Saturday, June 26, 2010

Lost in Huntsville

(Oxfam International)

"Lost in Huntsville" is the caption for the above photo (still loving the big heads). It's a useful metaphor for yesterday's G8 goings on.

In particular, what to say about the results of Harper's maternal health initiative? That was a big part of yesterday's G8 news. He's getting some begrudging credit from many sources, for having raised the issue and for having achieved some results. The G8 put up $5 billion in the end, with Canada putting up $1.1 of that total. On top of the $5 billion, there's Gates Foundation money, UN foundation money and funds from other non-G8 nations that take the total up to about $7.3 billion.

The tenor of the coverage shows that the amount, particularly that raised within the G8, is nevertheless viewed as falling short: "G8 health pledges fall short of what's needed," and "Maternal health plan is something of a start," "G8 commitment to poor mothers and children not nearly enough, critics say," "PM musters $5B for maternal health plan."

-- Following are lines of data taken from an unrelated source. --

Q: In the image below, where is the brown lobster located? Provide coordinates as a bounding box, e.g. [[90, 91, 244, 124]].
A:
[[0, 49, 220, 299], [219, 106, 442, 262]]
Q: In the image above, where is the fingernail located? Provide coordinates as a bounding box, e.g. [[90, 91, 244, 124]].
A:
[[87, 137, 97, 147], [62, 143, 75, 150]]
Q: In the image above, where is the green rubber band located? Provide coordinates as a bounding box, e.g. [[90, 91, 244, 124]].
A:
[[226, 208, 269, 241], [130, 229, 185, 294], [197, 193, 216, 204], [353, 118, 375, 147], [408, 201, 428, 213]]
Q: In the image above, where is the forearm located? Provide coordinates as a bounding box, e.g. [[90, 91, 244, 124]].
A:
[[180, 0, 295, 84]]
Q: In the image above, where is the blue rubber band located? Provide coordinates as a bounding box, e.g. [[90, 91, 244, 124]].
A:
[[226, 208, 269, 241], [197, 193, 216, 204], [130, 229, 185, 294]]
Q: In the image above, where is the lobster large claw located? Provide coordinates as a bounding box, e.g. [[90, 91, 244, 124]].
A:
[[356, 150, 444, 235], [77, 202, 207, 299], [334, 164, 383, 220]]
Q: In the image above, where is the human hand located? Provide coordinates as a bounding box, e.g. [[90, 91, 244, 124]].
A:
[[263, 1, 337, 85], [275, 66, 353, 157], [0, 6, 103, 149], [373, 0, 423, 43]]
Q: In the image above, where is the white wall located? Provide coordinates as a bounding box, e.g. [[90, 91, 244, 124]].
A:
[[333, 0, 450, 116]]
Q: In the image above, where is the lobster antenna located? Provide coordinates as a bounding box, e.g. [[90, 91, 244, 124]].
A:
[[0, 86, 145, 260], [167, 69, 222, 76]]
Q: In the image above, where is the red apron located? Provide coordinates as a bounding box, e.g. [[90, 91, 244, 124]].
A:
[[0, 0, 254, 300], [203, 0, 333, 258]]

Why Harper's effort has fallen short is debatable. Not enough leadership on the issue and too much distracting politicking on the bank tax? Harper's uncooperative position on the world stage in terms of climate change action coming home to roost? Changing world economic fortunes? If Harper and Obama really do have such a great working relationship, as we're being reminded this weekend, why then did the U.S. only give $1.3 billion over two years ("...subject to Congressional approval")? Barely more than we did and considering the size of their economy, that's surprising.

Other notes on the issue...there are concerns that Canada's contribution will lead to cuts in other foreign aid commitments in order to pay for the above amount. So the robbing Peter to pay Paul aspect of it may be self-defeating in terms of our contribution.

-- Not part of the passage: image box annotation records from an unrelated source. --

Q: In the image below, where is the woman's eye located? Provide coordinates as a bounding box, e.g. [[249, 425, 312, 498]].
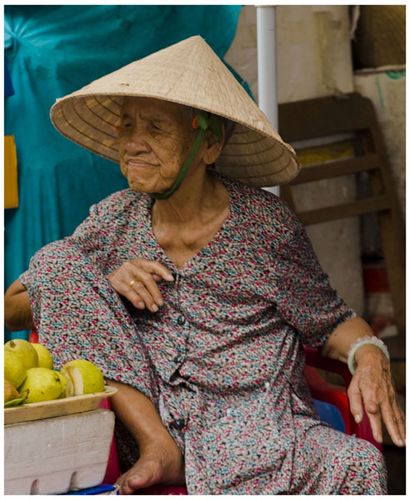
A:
[[151, 122, 161, 132]]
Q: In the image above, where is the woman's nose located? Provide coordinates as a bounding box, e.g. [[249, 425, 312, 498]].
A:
[[124, 131, 151, 154]]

Further, in keeping with Harper government democratic protocol these days, regarding who gave what in the dollar contributions: "No overall breakdown was available," "Canadian officials refused to provide details of each country's contribution, but sources provided a rough breakdown...". Media have derived various contributions, but still, that the breakdown can't be officially released is typically bizarre.

Tough to be too critical with this issue given the subject matter. But on the bright side, at least Harper's managed to achieve some consensus thus far this weekend. The falling short thing.